In the trunk we had a special treat for the judges. In addition to the requisite books and tools, we had a plethora of additional period documents including sales brochures, paint and leather samples, expanded parts books, service manuals, and period road tests. Many of these items were kindly given to us by the original salesman Scot MacDonald a few months before his passing making them incredibly genuine to the car.

By this stage the judges were all smiles and struggled to contain their excitement for the car. With every passing moment they uncovered more and more details.

Once it was all over Paul and I posed for a photo and anxiously awaited the results.

It was then that the heavens opened in a big way. The weather turned for the worse and we just managed to cover the car before rains of biblical proportions began to hammer down. So intense was the rain that we feared major flooding with some cars having water up to their doors. As it was we were well positioned near a drainage canal and the water never broke the level of the grass where the Dino was parked. Even so it was a bit of a scare that led to the cancellation of the awards presentation leaving us to wonder about our result for a few more days.

With the rain past we got the car off the soaked field and back on the truck. With almost no mileage on the car since completion we decided to forgo any more driving until we had the chance to properly execute a running in procedure on the car to catch anything that may cause problems. Regardless Paul looks pleased and now all we could do is wait.

So how did we do? Well the exact score of the concours will not be known for a few weeks as the judging sheets need to be mailed to us. That said we did score Platinum and were awarded an FCA Major Award for Best Dino. Below is an image of Paul accepting his prizes at the final awards banquet dinner.

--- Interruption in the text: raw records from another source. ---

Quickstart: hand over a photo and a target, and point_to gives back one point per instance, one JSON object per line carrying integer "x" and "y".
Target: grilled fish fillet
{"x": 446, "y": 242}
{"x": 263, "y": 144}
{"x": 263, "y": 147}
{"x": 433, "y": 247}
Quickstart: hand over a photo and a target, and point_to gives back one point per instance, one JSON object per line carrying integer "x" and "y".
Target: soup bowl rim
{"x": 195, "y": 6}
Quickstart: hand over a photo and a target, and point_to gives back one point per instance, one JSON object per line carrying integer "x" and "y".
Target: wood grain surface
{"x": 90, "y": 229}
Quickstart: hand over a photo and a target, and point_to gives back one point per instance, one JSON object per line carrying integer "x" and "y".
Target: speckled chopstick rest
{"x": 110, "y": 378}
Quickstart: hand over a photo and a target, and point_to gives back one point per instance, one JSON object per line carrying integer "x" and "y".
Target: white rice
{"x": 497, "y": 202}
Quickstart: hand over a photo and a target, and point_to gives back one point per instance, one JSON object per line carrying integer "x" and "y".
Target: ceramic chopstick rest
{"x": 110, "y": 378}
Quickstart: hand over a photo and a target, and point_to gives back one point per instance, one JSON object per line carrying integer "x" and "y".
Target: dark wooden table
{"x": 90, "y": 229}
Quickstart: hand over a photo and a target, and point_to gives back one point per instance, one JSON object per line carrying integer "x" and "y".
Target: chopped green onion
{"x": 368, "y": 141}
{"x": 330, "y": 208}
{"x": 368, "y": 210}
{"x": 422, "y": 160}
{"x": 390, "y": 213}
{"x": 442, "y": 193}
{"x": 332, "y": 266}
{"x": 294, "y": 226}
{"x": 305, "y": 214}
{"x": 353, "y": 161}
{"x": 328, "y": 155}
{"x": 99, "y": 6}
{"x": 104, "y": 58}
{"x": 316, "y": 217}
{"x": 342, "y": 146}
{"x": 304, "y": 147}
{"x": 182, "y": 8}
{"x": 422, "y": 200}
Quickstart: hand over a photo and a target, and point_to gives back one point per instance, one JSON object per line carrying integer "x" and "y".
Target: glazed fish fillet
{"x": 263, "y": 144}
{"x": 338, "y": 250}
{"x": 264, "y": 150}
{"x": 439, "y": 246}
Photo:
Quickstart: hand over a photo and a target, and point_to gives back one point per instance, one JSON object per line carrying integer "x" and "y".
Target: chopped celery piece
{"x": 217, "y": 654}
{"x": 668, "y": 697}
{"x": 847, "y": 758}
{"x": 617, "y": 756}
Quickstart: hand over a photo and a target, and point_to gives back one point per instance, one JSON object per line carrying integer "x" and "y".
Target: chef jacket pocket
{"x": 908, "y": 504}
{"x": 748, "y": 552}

Dad could not be there for the awards presentation but this photo was taken for him. The next day was Fathers Day and below are the two of us holding the awards that he helped us achieve.

But wait there is more. While we were very proud to take home the hardware the real prize carried no trophy but some words and actions we did not expect. During the show many of the worlds top Ferrari restorers including the guys at Motion Products (the only shop ever to score 100 at Pebble Beach with a Ferrari) took time out to inspect our work. All of them gave their praise and approval that our work was as best as the best no expense spared restorations they have done. In addition we were able to share some of our restoration processes and it was great to be able to interact with the pros in this way.

Furthermore we came to learn that our Dino was being strongly rallied by the judges to be given the award of Best of Show (BOS). This prize is the top of the top and takes into account quality of restoration, vehicle rarity, difficulty of restoration, and historical significance. Realistically BOS was never going to happen as this is the domain of the one-off multi-million dollar 12 cylinder cars but we came to learn that our little Dino took them on and came within the very last few cars considered for this honor. In the end BOS rightfully did not happen but we came much closer than any Dino had ever come and were proud to have been considered for the distinction. For a Dad and two brothers working in their spare time we truly felt we had come close to toppling the giants.